Séance du 1er décembre 2011 : sortir de la caverne

La présente séance achèvera le commentaire de l'allégorie de la caverne commencé avec le nouveau cycle de cours.

On se proposera essentiellement d'y comprendre pourquoi la libération du prisonnier se donne sous la forme d'une contrainte et presque d'une violence faite à soi. Ce sera ainsi l'occasion de réfléchir sur l'éducation et sur l'idée de discipline.

Reprenant toutefois ce que nous avons pu dire de la rhétorique et des "montreurs de prestiges" animant le spectacle au sein de la caverne, on méditera aussi sur le sens politique de cette allégorie. Dans quelle mesure en effet l'instruction véritable est-elle irréductible à l'adaptation sociale? Et que faire d'un savoir alors d'un savoir qui rendrait étranger à ses concitoyens celui qui est instruit?

Enfin, nous conclurons sur le sens qu'il convient à donner à la "doxa", cette opinion qui tout à la fois domine nos pensées et oriente notre regard sur les choses humaines, nous interdisant de les mesurer et de les relativiser à l'aune du spectacle du monde.



Séance du 15 Décembre 2011 : Retourner ou non dans la caverne?
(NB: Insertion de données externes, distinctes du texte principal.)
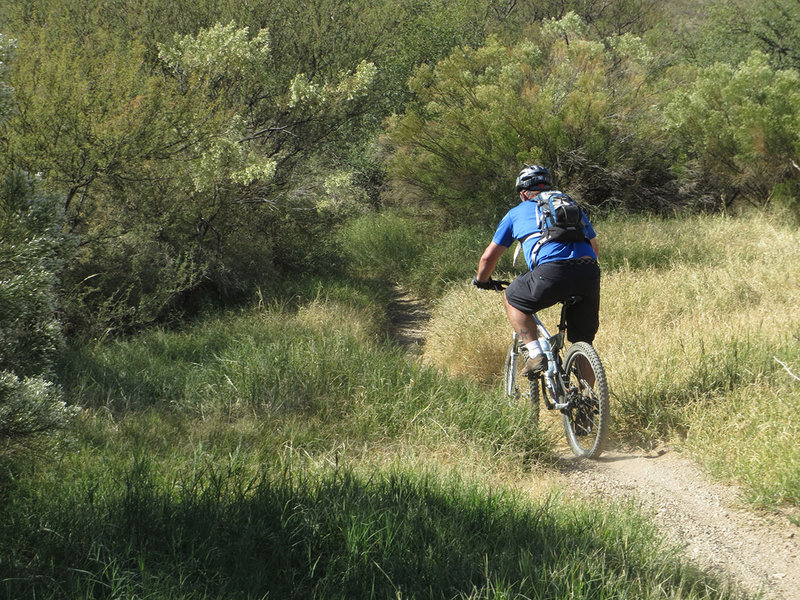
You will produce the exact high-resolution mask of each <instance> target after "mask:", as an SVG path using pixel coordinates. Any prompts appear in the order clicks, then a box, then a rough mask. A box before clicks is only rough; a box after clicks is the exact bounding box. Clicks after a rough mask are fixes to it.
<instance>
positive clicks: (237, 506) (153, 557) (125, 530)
mask: <svg viewBox="0 0 800 600" xmlns="http://www.w3.org/2000/svg"><path fill="white" fill-rule="evenodd" d="M42 508H44V509H45V512H39V513H37V514H29V515H27V516H26V515H23V514H16V515H14V516H12V518H11V520H10V521H8V522H7V524H6V525H5V526H4V527H5V528H6V529H8V527H10V526H13V525H9V523H11V524H13V523H15V524H16V527H17V531H15V532H11V533H14V534H16V535H15V537H16V541H15V542H14V546H13V549H11V551H10V552H8V553H4V555H5V556H4V558H2V559H0V565H1V566H2V569H0V580H1V581H2V583H0V590H3V591H4V592H5V594H6V597H9V598H33V597H35V598H62V597H81V598H106V597H139V598H266V597H269V598H389V597H404V598H409V597H416V598H457V597H470V598H496V597H528V598H565V599H566V598H608V597H630V598H644V597H656V596H657V597H681V598H727V597H733V596H730V595H726V594H725V593H723V592H717V591H714V590H716V589H719V586H718V585H717V583H716V582H714V581H712V580H710V579H707V578H703V577H702V576H700V575H699V574H698V573H696V572H694V571H693V570H692V569H691V568H688V567H685V566H682V565H679V564H677V563H675V562H672V561H671V559H670V557H669V556H668V555H667V554H665V553H664V552H663V551H662V549H660V548H659V547H658V544H657V542H655V541H654V540H655V539H657V536H654V535H653V531H652V530H651V529H650V528H649V526H648V525H647V524H646V523H644V522H643V521H642V520H641V519H639V518H638V517H635V516H633V515H632V514H618V515H617V518H608V514H609V513H605V514H604V515H600V514H597V513H596V512H595V511H594V510H591V509H590V508H589V507H588V506H587V507H578V508H577V509H576V508H575V506H574V505H571V506H570V507H568V508H562V507H560V506H558V502H557V498H550V499H549V500H548V501H545V502H543V503H540V504H538V505H534V504H531V503H530V502H527V501H523V500H522V499H521V498H519V497H515V496H512V495H511V494H509V493H508V492H500V493H492V492H488V491H486V490H485V489H479V488H477V487H475V486H471V485H468V484H464V483H463V482H459V481H455V480H450V481H442V480H441V479H437V478H435V477H433V476H422V475H408V474H403V473H383V474H376V475H373V476H372V477H370V478H368V479H366V478H363V477H360V476H357V475H355V474H353V473H352V472H350V471H348V470H344V469H339V470H336V471H331V472H328V473H325V474H323V475H310V474H308V473H305V472H303V473H300V474H297V473H294V474H293V473H292V472H291V471H290V470H288V469H287V470H286V471H284V472H283V474H281V475H278V476H269V475H267V474H261V475H259V476H257V477H254V478H250V479H248V478H246V477H244V476H243V475H242V474H236V473H232V472H230V471H226V470H221V471H215V470H213V469H211V470H207V471H205V472H203V473H201V474H200V475H197V476H196V477H195V478H194V479H193V480H190V481H187V482H185V483H180V484H179V483H175V482H173V483H172V484H170V485H169V486H165V485H164V484H159V483H157V482H156V477H155V476H154V475H153V474H152V473H151V470H150V468H149V466H148V464H147V462H146V461H145V460H137V461H135V462H134V464H133V466H132V467H131V468H130V470H129V471H128V472H127V474H126V475H125V477H124V481H120V482H119V485H118V486H117V487H116V488H114V489H113V490H112V492H111V493H109V494H108V496H107V497H106V498H103V499H100V500H97V499H94V500H92V499H91V498H90V497H89V496H88V495H85V497H84V498H82V499H81V500H80V501H76V502H75V503H74V504H73V505H71V506H65V505H63V504H62V505H59V506H44V507H42V506H40V507H39V509H42ZM16 510H17V511H19V510H20V507H19V506H16ZM620 510H622V509H620ZM23 524H24V526H25V527H27V529H26V530H25V531H21V528H22V527H23ZM45 524H46V526H45ZM4 533H5V534H8V533H9V531H8V530H6V531H5V532H4ZM0 539H6V540H7V541H8V540H9V539H10V537H9V536H8V535H2V537H0ZM657 590H659V591H660V593H658V592H657ZM661 594H663V596H662V595H661Z"/></svg>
La séance précédente est venue clore notre commentaire de la célèbre allégorie de la caverne. Conçue pour rendre compte de notre condition sous le rapport de l'ignorance et du savoir, elle définit en effet l'instruction comme une certaine manière de détourner son regard du monde de l'opinion, de la doxa.

Cette "conversion" suppose toutefois la permanence d'un désir et d'une passion qui définit le philosophe en propre, et le détourne des affaires publiques. C’est dire qu’une éducation philosophique ne se réduit nullement à un cursus de disciplines, même bien conçu. Les meilleurs formations avortent en effet si les élèves ne se tournent pas avec passion vers leur objet d’études.

Dès lors, l’éducation des philosophes suppose l’existence d’un amour du savoir qui distingue et signale l’apprenti. Mais si cette passion est nécessaire au philosophe-roi, comment peut-elle se combiner avec al passion politique, nécessaire au gouvernant? Il y a un problème fondamental dans le discours de Socrate : ce qui est nécessaire au vrai roi l’empêche de s’intéresser à la cité, règne de la confusion et de la doxa. Comment dans ces conditions convaincre les philosophes à gouverner?

Sous l'apparent paradoxe de la réponse de Socrate ("il faudra les contraindre à règner"), on pourra voir une invitation à réfléchir sur la passion politique et sur l'ambition. Il est sans doute en effet de toute nécessité de s'interroger sur les fondements de l'engagement : pourquoi se soucier du monde comme il va, et plus précisément, pourquoi penser que son bonheur dépend de notre capacité à exercer un pouvoir quelconque? Il faudrait s'attacher à distinguer l'arrivisme de la noble ambition.

Ce sera aussi comprendre que toute représentation de notre condition culmine nécessairement dans une réflexion politique : quelle part vaut-il en effet la peine de prendre dans le tumulte du monde? Et à quoi bon retourner dans la caverne quand on pourrait aussi bien mener la vie contemplative du philosophe?